Understand Portion Sizes
Restaurants benefit from happy customers full of delicious food, so they typically serve portions that are much larger than what the average person needs for a meal. The food is also typically cooked with lots of fat and salt to make sure it tastes good. Avoid the temptation to overeat by asking for a take-home box when your food arrives and boxing up half or one-third of your meal for later. Alternatively, you can split a meal with your dinner companion. This technique also saves money by stretching out expensive restaurant prices.
Beware Salad Spoilers
When trying to order healthily at a restaurant, your gut instinct is to go straight for the salad section of the menu. It makes sense, salads are a great way to get plenty of vegetables and protein. Still, restaurants have a habit of piling that healthy bed of greens with fatty ingredients that make the salad delicious but take your meal quickly into unhealthy territory. Be on the lookout for salad toppings like cheese, bacon, croutons, and heavy, creamy dressings. Opt for a vinaigrette served on the side so you can control how much dressing you eat, and ask to leave off extraneous toppings that only add fat and calories with little nutritional value.
Resist The Urge To Snack Before Dinner
Many restaurants offer free pre-dinner snacks to whet your appetite. These can be baskets of breadsticks at Italian restaurants or piles of chips and salsa at a Mexican eatery. Although these treats usually appear on the table without asking and are automatically refilled, do your best to avoid digging in. In most cases, the entree is the main event and probably why you chose the restaurant you did. So, skip filling up on free bread and save room for the good stuff.

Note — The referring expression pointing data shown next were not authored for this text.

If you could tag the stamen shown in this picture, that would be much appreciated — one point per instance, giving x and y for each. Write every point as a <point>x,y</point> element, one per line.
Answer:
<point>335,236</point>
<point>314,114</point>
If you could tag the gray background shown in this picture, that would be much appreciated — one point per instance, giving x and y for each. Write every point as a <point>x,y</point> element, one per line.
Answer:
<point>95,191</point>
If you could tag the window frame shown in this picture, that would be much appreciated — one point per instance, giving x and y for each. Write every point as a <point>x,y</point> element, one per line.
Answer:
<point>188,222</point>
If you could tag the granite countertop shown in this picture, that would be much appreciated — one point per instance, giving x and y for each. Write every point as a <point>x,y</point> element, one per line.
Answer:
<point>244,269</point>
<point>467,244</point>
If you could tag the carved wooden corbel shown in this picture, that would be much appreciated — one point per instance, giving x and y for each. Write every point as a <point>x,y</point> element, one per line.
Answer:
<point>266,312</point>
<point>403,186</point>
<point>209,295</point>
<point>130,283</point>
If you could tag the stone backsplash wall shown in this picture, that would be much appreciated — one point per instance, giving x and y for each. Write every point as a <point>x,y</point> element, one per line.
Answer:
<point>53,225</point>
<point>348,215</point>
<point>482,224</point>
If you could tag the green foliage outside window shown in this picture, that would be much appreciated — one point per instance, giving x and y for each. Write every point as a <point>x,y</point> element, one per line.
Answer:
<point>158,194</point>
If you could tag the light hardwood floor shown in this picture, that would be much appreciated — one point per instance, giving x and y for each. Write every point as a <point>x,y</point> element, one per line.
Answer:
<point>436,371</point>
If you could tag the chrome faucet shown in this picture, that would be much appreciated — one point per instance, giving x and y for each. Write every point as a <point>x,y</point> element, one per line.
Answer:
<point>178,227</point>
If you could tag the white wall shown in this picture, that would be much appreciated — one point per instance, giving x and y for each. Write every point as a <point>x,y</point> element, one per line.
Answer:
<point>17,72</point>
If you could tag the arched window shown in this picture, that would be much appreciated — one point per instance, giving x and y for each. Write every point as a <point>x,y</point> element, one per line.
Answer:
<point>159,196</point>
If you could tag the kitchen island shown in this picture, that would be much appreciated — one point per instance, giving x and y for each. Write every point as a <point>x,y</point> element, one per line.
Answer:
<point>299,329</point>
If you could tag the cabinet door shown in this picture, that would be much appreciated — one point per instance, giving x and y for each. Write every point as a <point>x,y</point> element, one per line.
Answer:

Think Critically About Your Choices
Many restaurants brag about their healthy options, whether that means gluten-free, paleo, sugar-free, or any number of other modifiers that sound like they should make your food healthier. But just because something doesn’t contain sugar or gluten doesn’t automatically make it good for you. Read the menu carefully and use your best judgment to make the right choice for your health.
Restaurant dining doesn’t have to spell disaster for your diet. You can enjoy a meal out and still make healthy choices with a bit of analysis and making reasonable requests to ensure your meal turns out exactly how you want it.